En çok da orkestra şefinin yönetimine hayranım. O, size o çokseslilikteki uyumu, güzelliği izletip/dinletirken ve sizde coşkular yaratırken,  siz onun yüzünü göremez, sesini duyamazsınız. O'nun yüzünü sadece en sonunda izleyenlerini selamlarken görürsünüz. O, beden dili (jest ve mimikler) ile işbölümü yapan ve elindeki zarif baton ile katkı sunma sırası geleni davet edendir.

Neden politik liderler bir ”orkestra şefi” gibi olamıyorlar; meydanlarda, salonlarda ve ekran başında hep gözlerimizin içine bakıp tehdit eder gibi bağırıp, çağırıp buyruklar yağdırıyorlar?

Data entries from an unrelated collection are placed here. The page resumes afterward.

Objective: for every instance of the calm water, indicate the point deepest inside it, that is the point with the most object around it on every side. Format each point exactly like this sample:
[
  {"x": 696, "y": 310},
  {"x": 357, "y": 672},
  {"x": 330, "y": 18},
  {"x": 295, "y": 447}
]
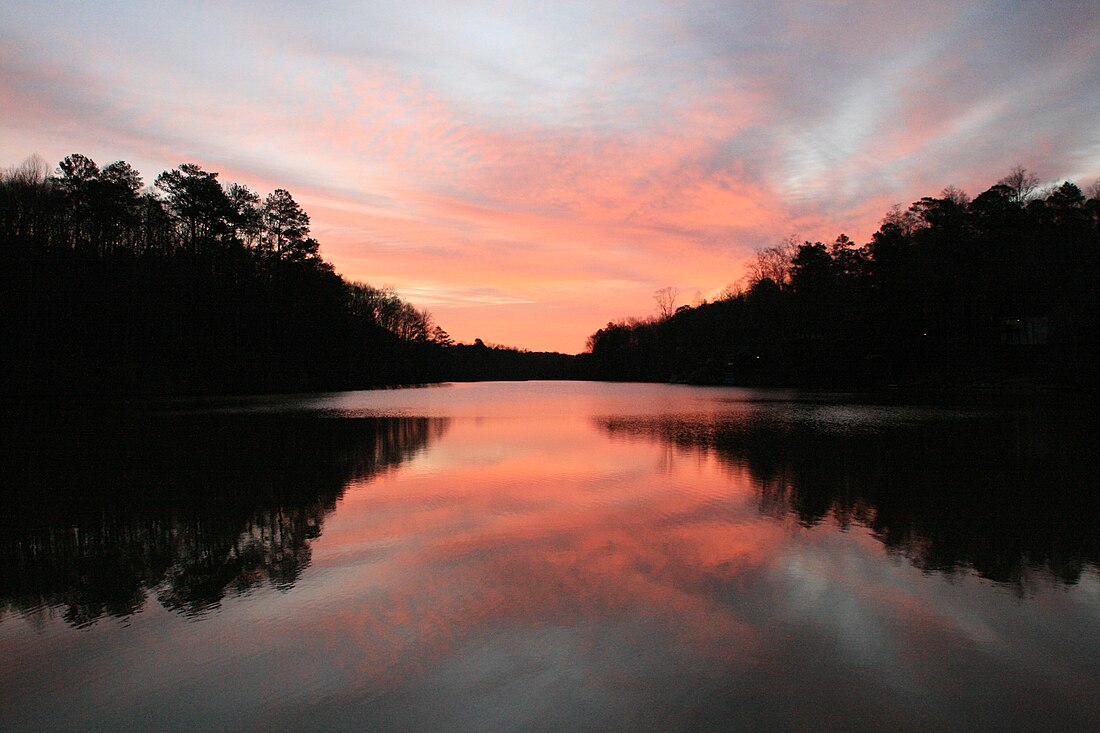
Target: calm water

Neden lider ve yöneticiler hep, kendi konuşmak, kendi yapmak ister, başarısız olduklarında da, kendisi dışında failler ve bahaneler ararlar?  

Acaba tüm lider ve yöneticilerinden, yönetim yetilerini geliştirmeleri için  ”orkestra şefi eğitimi" almları istenirse, çok mu uçuk bir istek olur?

***
Neden kördüğüm olup çözüm bekleyen yığınla iç-dış sorunumuz varken, yerli ve milli şefimizin (zaten pek çok olan) yetkilerini sınırsız hale getirmek için yersiz ve zamansız bir süreç başlatıldı?  Bu abartılı isteklere halkın “Evet” demesi için meydanlara, salonlara ve ekranlara çıktılar. Çıktılar da, anayasada niçin değişiklik yapmak istediklerini ve neden “Tek Adam Sistemi istediklerini hiç anlatmadılar. Sorularımızı cevapsız bıraktılar. Sadece;
  • Algılarla oluşturulan hayali düşmanlıklar yarattılar.
  •  “Hayır” diyeceklere EYY! diye bağırıp, sıfatlar yakıştırdılar ve onları öteki ilan ettiler. 
  •  Seni başkan yaptırmayacağız diyen partiyi etkisiz kılmak için; iki eşbaşkanını, 11 milletvekili, pek çok yerel yöneticisini tutukladılar…
  • Her ortamda; koalisyonları kötülediler, “Tek Adamlığı” albenili kılmak için de  “Anayasa kitapçığını fırlatma” krizini bolca kullandılar.
(Nedense, Kemal Derviş’in sancılı bir koalisyon döneminde, ekonomik çöküntüyü durdurup, istikrar sağlayarak kendilerine miras bıraktıklarını hiç hatırlamaz, anlatmaz oldular.)

 ***
Koalisyon Korkusu:

Lütfen hatırlayınız: 15 yıldan beri, AKP iktidarı hiç koalisyon ihtiyacı duydu mu? Hayır!.. Onlar sadece 7 Haziran’da büyük bir korku yaşadılar. O korkuyu da, ustaca oluşturdukları “korku iklimi” ve o beyhude "İstikşafi görüşmeler" sonunda,  “1 Kasım seçimi” ile taçlandırarak savuşturmayı başardılar. (Peki, şimdi gündemde olmayan bir koalisyonu, sürekli öcü gibi gösterip her gün dillendirmekle neyi amaçlıyorlar?)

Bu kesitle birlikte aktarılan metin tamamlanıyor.